This is a serious problem for people who water on a schedule every week, never noticing whether their plants are wet or dry.

“Instead of putting your plants on a watering schedule, I tell people to put them on a checking schedule,” Lawrence said, “because not all plants need to be watered at the same time.”

Stick your finger a good inch or two into the soil to see if it’s dry before you decide to add water. If you don’t trust your finger, buy an inexpensive moisture tester (such as Amazon’s $12 moisture-pH-light meter).

Sometimes plant owners are just plain stingy, moistening the top of the soil but never getting water to the roots. The plant is basically parched, Gutierrez said, and the salt and minerals in our water tend to accumulate unhealthily in the soil.

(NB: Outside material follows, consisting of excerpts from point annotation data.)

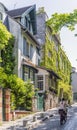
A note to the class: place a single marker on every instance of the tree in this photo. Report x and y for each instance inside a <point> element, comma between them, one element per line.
<point>57,21</point>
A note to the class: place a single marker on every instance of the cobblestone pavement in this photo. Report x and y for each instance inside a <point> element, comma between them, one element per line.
<point>53,123</point>
<point>48,122</point>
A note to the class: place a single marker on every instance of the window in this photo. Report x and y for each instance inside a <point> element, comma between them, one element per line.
<point>28,23</point>
<point>25,47</point>
<point>40,83</point>
<point>25,73</point>
<point>0,16</point>
<point>31,51</point>
<point>31,75</point>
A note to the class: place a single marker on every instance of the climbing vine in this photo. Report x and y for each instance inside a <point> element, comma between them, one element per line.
<point>59,62</point>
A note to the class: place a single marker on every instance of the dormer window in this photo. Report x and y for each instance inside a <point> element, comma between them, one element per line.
<point>1,16</point>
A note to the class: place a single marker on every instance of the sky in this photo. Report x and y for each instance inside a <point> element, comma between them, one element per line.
<point>68,39</point>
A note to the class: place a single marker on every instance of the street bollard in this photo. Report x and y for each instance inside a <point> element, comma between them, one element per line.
<point>25,122</point>
<point>34,118</point>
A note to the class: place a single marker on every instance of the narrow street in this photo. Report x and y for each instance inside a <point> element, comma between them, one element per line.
<point>53,123</point>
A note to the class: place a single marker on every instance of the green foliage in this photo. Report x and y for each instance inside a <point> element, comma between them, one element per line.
<point>57,21</point>
<point>57,61</point>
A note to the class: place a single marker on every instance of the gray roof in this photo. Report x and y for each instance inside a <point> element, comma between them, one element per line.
<point>17,12</point>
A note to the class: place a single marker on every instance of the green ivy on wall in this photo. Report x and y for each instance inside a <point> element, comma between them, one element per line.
<point>59,63</point>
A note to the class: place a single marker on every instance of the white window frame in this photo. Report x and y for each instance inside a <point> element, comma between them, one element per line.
<point>36,75</point>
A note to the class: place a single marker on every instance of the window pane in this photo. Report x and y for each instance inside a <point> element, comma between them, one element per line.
<point>40,82</point>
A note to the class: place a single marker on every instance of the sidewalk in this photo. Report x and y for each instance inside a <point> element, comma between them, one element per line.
<point>21,123</point>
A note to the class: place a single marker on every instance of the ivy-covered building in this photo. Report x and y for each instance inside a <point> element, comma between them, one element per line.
<point>53,56</point>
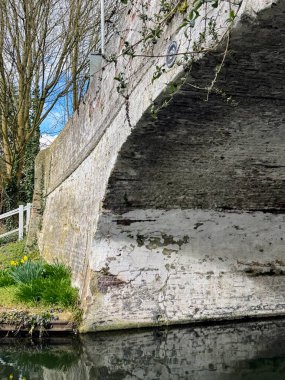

So when it’s time to water, take the plant to the sink or bathtub (preferably in its original nursery pot) and give it a good soak, so the water flushes out any impurities and the root ball gets thoroughly wet.

If the soil is really dry, it can actually repel water, Lawrence said, like a new sponge that won’t absorb moisture until it’s immersed. Sitting the plant in a few inches of water for 20 or 30 minutes will help it draw in moisture at the roots, where it’s needed most.

Let there be light

News flash: Indoor plants need light to thrive, but “unless it’s a cactus you’re growing indoors, you don’t want a plant near a window with bright hot sun,” Lawrence said.

Seek out indirect light from north-facing or east-facing windows, and keep plants far away from the harsh, hot rays from the south and west, which are only magnified as they come through the glass.

Avoid sticking your plants in corners or under stairwells, however, where they get little or no natural light. Plants need some kind of consistent light to perform photosynthesis and get the energy they need to thrive.

“There are some dark-leaf plants that can tolerate low light, but they’re never going to flower or get big,” said Gutierrez, whose houseplant care tips are available online. If you must put a plant in a dark area, install a little grow light, or even an LED light above it, that comes on regularly for at least eight hours a day, she said.

A timer is helpful, but Gutierrez remembers being astonished by a trailing pothos plant that was flourishing in a windowless doctor’s office.

“Then I realized the lights were on from the second people walked in the building until they left at night, so that plant was getting enough light to perform photosynthesis,” she said. “Not all plants will respond that well, but for it to work, you’ve got to keep that light on consistently, so you’re mimicking daylight.”